Whether this faith is genuine or a well-honed pose, Putin’s potent fusion of KGB values and Orthodoxy has been building for years, though few Westerners have noticed. Early in Putin’s years in the Kremlin, the younger generation of Federal Security Service (FSB) officers embraced a nascent ideology they termed “the system” (sistema), which was a sort of elitist Chekism — toughness free of corruption and based in patriotism — updated for the new 21st century. However, this could have limited appeal to the masses, so its place was gradually taken by a doctrine termed “spiritual security.”

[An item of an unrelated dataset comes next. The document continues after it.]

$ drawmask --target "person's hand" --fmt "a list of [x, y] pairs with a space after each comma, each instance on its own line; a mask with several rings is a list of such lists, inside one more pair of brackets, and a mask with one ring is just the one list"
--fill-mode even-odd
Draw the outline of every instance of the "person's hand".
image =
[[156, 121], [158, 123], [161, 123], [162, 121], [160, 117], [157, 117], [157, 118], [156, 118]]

…It suddenly became fashionable for senior FSB officers to have conversion experiences, while “spiritual security” offered Putin’s Russia a way to defend itself against what it has long seen as the encroachment of decadent post-modern Western values. Just how seriously Putin took all this was his statement that Russia’s “spiritual shield” was as important to her security as her nuclear shield.

Schindler adds:

Nearly all Western experts, being mostly secularists when not atheists, paid no attention to these clear indications of where Putin was taking Russia…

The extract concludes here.